A few years ago Wheen had a critically and commercially successful biography of Karl Marx. This survey – A Short History of Modern Delusions, as the book’s subtitle puts it – takes 1979 as the decisive year. In that year two key events occurred that shaped the modern world: Margaret Thatcher came to power in Britain and Ayatollah Khomeini returned to dominate Iran.
The link between the Iranian revolution of 1979 and the rise of Islamic fundamentalism is uncontroversial. The Shah of Iran was a stooge of western governments, there to guarantee oil supplies. The ideology used to remove him therefore took the form of an anti-western Islam. This ideology then spread through the Middle East and beyond. But Wheen’s interpretation of Thatcher’s rise and the global spread of free market fundamentalism is less convincing. In Wheen’s account, the old status quo (which he clearly favours) was overthrown by New Right zealots spouting mumbo-jumbo. Or put another way, the post-war consensus on the mixed economy, guided by government intervention and Keynesian economics, was supplanted by monetarism, privatisation and the worship of market forces. Of course these facts are not in dispute and Thatcherite/Blairite ideology is mumbo-jumbo dressed-up as common sense (“we are all ‘Thatcherite’ now,” said Peter Mandelson, Labour MP, in 2002). However, what Wheen fails to appreciate is why the post-war consensus was so easily swept away. In the 1970s the long post-war boom had come to an end and the Keynesian status quo was perceived to be a failure in dealing with recession and high unemployment. Hence the spread of free market mumbo-jumbo.
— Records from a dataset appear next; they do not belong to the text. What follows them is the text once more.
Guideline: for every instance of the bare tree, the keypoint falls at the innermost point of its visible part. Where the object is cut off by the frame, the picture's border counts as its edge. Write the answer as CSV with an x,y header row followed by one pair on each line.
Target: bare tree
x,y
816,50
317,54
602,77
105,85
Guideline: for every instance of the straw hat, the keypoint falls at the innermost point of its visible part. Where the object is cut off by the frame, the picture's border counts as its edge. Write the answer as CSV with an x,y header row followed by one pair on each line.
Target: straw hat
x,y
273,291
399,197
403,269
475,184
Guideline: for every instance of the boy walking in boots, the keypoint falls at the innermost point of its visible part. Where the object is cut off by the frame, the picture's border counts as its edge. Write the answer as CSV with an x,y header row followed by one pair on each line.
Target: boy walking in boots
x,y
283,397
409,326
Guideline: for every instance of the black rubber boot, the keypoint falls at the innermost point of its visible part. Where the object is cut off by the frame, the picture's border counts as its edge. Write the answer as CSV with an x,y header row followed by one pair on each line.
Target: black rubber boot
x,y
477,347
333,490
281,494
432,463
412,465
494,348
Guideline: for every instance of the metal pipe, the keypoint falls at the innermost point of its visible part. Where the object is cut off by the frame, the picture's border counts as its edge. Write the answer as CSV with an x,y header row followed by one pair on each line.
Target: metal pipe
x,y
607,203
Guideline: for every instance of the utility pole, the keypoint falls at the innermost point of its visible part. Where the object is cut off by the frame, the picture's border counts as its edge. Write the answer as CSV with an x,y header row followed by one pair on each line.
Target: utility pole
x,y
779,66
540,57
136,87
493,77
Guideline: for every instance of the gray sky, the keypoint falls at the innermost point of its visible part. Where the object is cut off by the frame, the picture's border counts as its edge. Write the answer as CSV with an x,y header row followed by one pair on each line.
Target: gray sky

Wheen sets great store by the Enlightenment values of reason and progress. This book is far more wide ranging than space here permits us to discuss. Cults, gurus, irrational panics and post-modernists are all subject to a withering criticism very much in the style of George Orwell. Despite the reservations above, this is a superb piece of work and it will be an invaluable resource for socialists.